Und auch wenn FN jetzt mit 24 Abgeordneten ins Europäische Parlament einzieht, wo sie bisher nur drei Sitze hatte, dürfte ihr Einfluss dort sehr begrenzt sein, zumal völlig offen ist, ob die Partei nach dem Einbruch ihrer niederländischen Hauptverbündeten von der PVV überhaupt genügend Partner zur Bildung einer Fraktion findet. In Brüssel und Straßburg werden die Rechtsextremisten und Rechtspopulisten vor allem ihr Störpotenzial einsetzen.

Gravierender sind die Folgen der Kräfteverschiebung für die französische Innenpolitik. Darüber ist sich Marine Le Pen im Klaren und darum pokert sie mit der lautstarken Forderung an Präsident François Hollande, die Nationalversammlung aufzulösen und Neuwahlen anzusetzen - allerdings nicht, ohne zuvor ein neues proportionales Wahlrecht einzuführen, das »den Willen der Franzosen gerechter umsetzen würde«.

Marine Le Pen ist es tatsächlich gelungen, nicht nur die Politik der fast ausschließlich mit Sozialisten besetzten Regierung zu diskreditieren, sondern auch große Teile der enttäuschten ehemaligen PS-Stammwähler und der durch die Globalisierung und Liberalisierung verunsicherten Franzosen auf ihre Seite zu ziehen. So stimmten am vergangenen Sonntag 43 Prozent der Arbeiter für FN, nur acht Prozent für die Sozialisten, bei den Angestellten waren es 38 Prozent gegen 16 und von den Arbeitslosen entschieden sich 37 Prozent für FN und nur 14 Prozent für die PS.

Das Wahlergebnis war für die Sozialisten das schlechteste seit der ersten Europawahl 1974. Selbst wenn man zu den knapp 14 Prozent für die PS noch die kaum 9 Prozent für die Grünen, die 6,33 Prozent für die Linksfront, die 1,6 Prozent für die extreme Linke und die 3,2 Prozent für weitere linke Listen hinzuzählt, ergibt dieser »Linksblock« - rein theoretisch, weil die Parteien in der Praxis nicht zusammenarbeiten - nur 34 Prozent der Wählerstimmen.
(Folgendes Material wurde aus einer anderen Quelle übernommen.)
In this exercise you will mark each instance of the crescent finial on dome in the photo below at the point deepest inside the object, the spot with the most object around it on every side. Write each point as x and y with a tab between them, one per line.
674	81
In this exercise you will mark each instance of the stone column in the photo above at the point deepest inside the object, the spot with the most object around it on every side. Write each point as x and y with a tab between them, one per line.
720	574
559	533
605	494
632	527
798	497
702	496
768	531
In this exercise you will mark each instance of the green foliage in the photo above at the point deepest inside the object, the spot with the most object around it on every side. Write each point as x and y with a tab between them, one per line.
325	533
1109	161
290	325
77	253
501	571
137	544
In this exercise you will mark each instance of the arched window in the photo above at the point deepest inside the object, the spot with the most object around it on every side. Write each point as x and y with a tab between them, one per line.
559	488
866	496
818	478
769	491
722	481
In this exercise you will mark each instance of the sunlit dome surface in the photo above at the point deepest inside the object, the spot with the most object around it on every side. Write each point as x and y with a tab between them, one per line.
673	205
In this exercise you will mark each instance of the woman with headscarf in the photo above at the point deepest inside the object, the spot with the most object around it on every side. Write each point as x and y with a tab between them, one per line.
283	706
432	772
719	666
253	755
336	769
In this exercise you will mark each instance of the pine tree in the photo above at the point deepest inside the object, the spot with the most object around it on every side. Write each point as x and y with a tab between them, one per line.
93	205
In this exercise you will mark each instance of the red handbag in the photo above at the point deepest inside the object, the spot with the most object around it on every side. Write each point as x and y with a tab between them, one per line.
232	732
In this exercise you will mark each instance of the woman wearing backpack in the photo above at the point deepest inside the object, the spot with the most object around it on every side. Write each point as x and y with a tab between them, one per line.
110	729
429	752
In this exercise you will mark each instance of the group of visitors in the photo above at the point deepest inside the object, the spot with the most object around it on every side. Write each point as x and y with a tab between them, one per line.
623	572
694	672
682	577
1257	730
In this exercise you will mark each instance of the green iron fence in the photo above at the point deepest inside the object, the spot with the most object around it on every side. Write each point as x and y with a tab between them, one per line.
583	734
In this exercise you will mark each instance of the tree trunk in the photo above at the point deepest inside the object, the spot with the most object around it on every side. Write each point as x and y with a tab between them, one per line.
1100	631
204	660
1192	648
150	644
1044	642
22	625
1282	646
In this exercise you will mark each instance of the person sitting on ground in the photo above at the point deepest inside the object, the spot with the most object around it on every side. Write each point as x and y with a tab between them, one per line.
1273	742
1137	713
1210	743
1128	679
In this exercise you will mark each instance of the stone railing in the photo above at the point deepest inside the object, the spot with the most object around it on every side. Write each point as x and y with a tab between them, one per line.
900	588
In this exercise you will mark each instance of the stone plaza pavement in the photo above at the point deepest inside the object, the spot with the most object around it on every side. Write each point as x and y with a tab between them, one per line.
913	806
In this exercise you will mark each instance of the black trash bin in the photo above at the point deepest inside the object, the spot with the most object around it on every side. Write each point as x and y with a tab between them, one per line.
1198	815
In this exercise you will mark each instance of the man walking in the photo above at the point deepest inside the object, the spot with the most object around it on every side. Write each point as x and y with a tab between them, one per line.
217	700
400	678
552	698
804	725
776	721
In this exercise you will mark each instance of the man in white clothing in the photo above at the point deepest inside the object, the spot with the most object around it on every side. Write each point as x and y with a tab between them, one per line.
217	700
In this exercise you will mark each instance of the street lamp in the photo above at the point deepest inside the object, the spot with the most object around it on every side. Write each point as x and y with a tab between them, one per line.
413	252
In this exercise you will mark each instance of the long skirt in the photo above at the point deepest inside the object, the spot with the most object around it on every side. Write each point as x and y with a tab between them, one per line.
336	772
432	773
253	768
Eine schwache Basis für eine »linke« Regierung.

Präsident Hollande hat am Montagabend in einer Fernsehansprache das Wahlergebnis als »schmerzhaft« bezeichnet und es als »Ausdruck des Misstrauens gegenüber Europa, der Regierung und der Politik überhaupt« charakterisiert. Doch er bekräftigte, dass er von seinem Kurs nicht abweichen will, der vor allem auf den Abbau der Arbeitslosigkeit, die Verbesserung der Kaufkraft und auf mehr soziale Gerechtigkeit ziele. Er wolle »Frankreich reformieren und Europa umorientieren in Richtung auf mehr Wirtschaftswachstum, Beschäftigung und Investitionen«. Europa sei für die Menschen »fern und unverständlich«, räumte Hollande ein und urteilte, dass »die drastische Spar- und Maßhaltepolitik letztlich die Völker entmutigt«.

Der Abgeordnete Christian Paul vom linken PS-Flügel bezeichnete die Äußerungen des Präsidenten als »schwach und enttäuschend«. Man habe Hollande »rechtzeitig gewarnt, nicht auf diesem Kurs zu bleiben, weil er unweigerlich gegen die Wand führt«. Die Wirtschaftszeitung »Les Echos« kommentierte: »Frankreich geht geschwächt aus dieser Wahl hervor, denn die Wähler haben zwar für eine Änderung der Politik Europas gestimmt, aber gleichzeitig hat dieses Votum Frankreich unfähig gemacht, eine solche Änderung seinen Partnern gegenüber durchzusetzen.«

Neues Wasser auf die Mühlen der FN-Kritik an den etablierten Parteien liefert eine Finanzaffäre der konservativen Oppositionspartei UMP, die Parteichef Jean-François Copé am Dienstag zum Rücktritt zwang: Das PR-Unternehmen Bygmalion, das Copé nahe steht, hat im Präsidentschaftswahlkampf 2012 durch »falsche Rechnungen« die um elf Millionen Euro überhöhten Ausgaben des UMP-Kandidaten Nicolas Sarkozy kaschiert. Die UMP steckt in einer tiefen Krise und Präsident Hollande ist höchst unbeliebt - was, wenn Marine Le Pen die Präsidentschaftswahlen 2017 gewinnt?